Despite his intensive interest in post-Zionist stances in Hebrew literature, Gluzman defines his own political position as - wonder of wonders - Zionist leftist. "When you read Brenner, for example, you see that his criticism of Zionism is far more acute than that of a lot of post-Zionists today, but he perceived himself as part of the Zionist discourse. I am very critical of many Zionist phenomena, but I still see myself as part of the camp. I think that Jews are also entitled to self-definition. Nevertheless, nationalism is sometimes a dangerous emotion."
Next year Gluzman will become chair of Tel Aviv University's literature department, replacing legendary department head Prof.

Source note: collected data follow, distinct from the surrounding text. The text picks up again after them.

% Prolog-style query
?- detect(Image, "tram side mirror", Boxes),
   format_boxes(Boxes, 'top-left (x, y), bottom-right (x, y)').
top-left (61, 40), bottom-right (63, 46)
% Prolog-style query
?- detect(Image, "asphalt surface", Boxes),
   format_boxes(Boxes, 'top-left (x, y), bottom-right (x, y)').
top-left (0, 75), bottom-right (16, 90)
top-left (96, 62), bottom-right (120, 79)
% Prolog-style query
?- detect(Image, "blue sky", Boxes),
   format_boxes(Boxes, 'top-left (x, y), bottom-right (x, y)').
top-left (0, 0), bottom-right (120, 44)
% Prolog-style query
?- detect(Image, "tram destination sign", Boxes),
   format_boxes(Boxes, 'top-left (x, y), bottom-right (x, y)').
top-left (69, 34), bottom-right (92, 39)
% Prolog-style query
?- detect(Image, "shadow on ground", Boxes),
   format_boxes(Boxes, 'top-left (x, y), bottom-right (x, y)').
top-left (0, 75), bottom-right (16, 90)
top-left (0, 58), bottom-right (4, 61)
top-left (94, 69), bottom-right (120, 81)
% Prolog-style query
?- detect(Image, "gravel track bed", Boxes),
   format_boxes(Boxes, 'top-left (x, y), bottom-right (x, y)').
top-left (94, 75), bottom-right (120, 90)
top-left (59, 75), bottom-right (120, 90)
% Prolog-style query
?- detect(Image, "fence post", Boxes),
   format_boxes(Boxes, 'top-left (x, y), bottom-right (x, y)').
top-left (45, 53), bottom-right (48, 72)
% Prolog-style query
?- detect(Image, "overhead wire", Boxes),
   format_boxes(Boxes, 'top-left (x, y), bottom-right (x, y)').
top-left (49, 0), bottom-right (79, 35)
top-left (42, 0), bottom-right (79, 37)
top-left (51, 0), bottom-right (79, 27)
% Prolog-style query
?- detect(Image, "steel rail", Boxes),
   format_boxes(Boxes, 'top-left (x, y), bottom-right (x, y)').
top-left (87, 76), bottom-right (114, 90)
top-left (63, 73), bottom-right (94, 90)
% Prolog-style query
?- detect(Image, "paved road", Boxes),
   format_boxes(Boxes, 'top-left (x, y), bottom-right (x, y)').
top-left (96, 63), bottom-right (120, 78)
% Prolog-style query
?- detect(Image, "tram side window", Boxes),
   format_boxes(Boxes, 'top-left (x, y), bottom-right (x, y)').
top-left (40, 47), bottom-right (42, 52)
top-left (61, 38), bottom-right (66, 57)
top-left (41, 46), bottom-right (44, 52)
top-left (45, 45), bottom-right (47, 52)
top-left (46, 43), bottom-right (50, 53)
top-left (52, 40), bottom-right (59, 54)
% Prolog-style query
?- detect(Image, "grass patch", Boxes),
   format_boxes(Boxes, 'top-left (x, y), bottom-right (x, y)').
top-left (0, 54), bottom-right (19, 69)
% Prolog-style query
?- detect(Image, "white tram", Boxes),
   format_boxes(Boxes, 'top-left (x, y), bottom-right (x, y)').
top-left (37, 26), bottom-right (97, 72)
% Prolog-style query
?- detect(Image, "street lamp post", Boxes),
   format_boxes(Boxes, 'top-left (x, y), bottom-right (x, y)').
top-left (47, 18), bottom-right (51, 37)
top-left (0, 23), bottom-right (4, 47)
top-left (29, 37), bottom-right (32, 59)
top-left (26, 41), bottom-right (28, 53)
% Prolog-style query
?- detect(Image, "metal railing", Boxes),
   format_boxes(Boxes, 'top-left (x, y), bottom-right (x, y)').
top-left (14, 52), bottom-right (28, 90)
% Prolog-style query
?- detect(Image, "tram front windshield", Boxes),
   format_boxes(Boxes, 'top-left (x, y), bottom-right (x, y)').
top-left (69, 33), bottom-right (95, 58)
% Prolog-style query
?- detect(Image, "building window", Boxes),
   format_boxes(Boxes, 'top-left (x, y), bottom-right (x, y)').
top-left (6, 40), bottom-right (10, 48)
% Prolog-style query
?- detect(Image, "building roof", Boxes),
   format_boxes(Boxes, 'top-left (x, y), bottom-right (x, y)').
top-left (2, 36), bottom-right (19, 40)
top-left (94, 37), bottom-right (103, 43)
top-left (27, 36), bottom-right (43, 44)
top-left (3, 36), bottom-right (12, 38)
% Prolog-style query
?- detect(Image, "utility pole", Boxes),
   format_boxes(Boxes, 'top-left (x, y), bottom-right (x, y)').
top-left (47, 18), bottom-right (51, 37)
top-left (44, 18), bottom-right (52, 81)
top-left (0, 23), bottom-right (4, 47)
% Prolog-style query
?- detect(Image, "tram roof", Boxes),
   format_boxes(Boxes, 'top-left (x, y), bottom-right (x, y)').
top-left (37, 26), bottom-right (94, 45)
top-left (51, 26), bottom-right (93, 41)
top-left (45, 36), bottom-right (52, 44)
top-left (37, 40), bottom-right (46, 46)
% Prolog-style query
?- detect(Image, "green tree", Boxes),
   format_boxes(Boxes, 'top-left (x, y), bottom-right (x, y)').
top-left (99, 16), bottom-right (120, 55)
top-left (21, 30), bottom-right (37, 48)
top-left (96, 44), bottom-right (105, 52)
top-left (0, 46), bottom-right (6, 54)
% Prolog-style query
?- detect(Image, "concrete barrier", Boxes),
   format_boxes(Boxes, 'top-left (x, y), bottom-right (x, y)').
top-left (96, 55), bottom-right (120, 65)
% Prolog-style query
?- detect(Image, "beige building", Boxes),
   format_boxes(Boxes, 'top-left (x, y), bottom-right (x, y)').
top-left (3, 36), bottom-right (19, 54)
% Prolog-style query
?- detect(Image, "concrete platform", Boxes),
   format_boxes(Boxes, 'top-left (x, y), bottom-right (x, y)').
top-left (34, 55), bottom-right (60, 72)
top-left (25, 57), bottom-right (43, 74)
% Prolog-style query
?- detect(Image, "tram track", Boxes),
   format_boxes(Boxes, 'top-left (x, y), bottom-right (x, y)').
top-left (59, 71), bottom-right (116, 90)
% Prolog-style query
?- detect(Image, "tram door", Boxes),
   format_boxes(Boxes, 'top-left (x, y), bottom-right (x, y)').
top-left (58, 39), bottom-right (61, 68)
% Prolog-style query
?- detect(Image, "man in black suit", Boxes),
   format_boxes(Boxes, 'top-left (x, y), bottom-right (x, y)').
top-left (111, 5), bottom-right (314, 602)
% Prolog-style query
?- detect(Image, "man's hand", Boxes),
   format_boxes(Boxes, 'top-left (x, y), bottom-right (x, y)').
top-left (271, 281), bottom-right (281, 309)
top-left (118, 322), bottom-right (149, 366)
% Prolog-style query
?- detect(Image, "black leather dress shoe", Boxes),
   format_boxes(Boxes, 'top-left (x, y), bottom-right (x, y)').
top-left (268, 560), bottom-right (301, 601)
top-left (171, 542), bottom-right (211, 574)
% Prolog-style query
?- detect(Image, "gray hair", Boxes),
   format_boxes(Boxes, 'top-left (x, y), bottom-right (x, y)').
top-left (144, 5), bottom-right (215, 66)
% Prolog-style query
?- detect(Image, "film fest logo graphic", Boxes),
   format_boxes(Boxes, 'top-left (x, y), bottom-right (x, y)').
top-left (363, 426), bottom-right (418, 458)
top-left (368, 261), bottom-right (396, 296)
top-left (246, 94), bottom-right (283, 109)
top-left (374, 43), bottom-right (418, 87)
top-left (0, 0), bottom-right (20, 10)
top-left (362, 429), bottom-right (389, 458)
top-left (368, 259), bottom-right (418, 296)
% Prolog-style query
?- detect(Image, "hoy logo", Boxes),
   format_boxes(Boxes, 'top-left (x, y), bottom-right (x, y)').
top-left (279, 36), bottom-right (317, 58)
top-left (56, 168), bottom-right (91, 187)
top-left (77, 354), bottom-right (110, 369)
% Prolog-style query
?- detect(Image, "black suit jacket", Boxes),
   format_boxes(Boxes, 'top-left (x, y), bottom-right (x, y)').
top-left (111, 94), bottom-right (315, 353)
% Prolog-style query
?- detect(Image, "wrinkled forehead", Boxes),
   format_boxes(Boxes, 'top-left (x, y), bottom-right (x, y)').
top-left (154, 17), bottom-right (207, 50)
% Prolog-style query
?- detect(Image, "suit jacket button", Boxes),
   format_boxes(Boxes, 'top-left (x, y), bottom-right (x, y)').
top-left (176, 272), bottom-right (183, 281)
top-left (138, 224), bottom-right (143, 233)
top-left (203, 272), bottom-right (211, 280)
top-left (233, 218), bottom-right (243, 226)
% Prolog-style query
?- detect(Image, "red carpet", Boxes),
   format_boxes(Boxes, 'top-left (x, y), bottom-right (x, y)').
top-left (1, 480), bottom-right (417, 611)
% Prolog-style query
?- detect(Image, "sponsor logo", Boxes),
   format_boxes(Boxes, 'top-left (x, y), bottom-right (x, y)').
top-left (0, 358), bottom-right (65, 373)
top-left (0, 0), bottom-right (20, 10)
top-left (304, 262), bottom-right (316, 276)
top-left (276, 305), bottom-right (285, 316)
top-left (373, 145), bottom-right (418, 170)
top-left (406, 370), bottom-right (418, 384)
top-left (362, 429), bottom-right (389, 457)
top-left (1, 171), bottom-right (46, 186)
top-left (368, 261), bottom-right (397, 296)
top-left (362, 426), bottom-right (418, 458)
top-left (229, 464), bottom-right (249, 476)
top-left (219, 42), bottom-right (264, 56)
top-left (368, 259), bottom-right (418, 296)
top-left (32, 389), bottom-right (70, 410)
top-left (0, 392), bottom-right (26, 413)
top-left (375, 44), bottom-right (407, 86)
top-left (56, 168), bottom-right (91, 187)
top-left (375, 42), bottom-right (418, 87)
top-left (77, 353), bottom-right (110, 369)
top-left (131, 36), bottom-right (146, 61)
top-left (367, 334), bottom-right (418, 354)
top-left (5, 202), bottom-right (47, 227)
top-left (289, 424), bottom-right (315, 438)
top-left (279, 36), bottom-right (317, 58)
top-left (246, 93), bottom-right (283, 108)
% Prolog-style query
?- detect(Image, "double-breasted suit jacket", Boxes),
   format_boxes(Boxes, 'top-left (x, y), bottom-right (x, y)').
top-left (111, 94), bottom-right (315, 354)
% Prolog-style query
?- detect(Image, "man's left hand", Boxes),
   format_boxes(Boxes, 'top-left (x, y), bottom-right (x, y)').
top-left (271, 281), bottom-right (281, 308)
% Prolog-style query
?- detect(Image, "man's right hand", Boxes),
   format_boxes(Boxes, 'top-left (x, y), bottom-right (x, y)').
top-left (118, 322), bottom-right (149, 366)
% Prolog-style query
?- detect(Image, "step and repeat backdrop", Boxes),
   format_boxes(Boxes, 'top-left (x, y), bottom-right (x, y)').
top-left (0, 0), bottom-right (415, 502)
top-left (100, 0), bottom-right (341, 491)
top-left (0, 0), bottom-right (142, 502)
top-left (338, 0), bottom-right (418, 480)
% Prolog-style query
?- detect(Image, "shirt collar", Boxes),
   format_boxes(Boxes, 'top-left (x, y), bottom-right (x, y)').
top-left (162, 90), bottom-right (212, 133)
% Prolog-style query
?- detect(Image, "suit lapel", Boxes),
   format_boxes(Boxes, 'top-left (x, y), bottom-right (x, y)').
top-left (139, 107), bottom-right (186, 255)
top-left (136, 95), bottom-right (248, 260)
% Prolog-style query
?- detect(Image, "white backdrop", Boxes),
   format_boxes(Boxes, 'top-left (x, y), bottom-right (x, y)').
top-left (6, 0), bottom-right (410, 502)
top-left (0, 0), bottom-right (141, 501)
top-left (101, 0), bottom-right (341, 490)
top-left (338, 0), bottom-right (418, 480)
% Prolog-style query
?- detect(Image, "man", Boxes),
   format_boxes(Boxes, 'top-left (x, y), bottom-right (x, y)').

Menachem Perry. The position challenges him, despite the faculty's budgetary constraints. He plans to establish a new journal in the department and workshops that will closely accompany the young doctoral candidates.
Nonetheless, he is worried. "They are strangling the humanities," he says. "When a lecturer retires and they don't bring in someone in his stead, an entire field is eradicated. We are a country that is committing suicide intellectually; we don't know how to absorb young faculty at the university. This is very much connected to my book. Values of the spirit and studiousness are no longer esteemed in Israeli society; it is much more estimable to be a general than to be a philosopher. This is most regrettable and above all it isn't proving itself."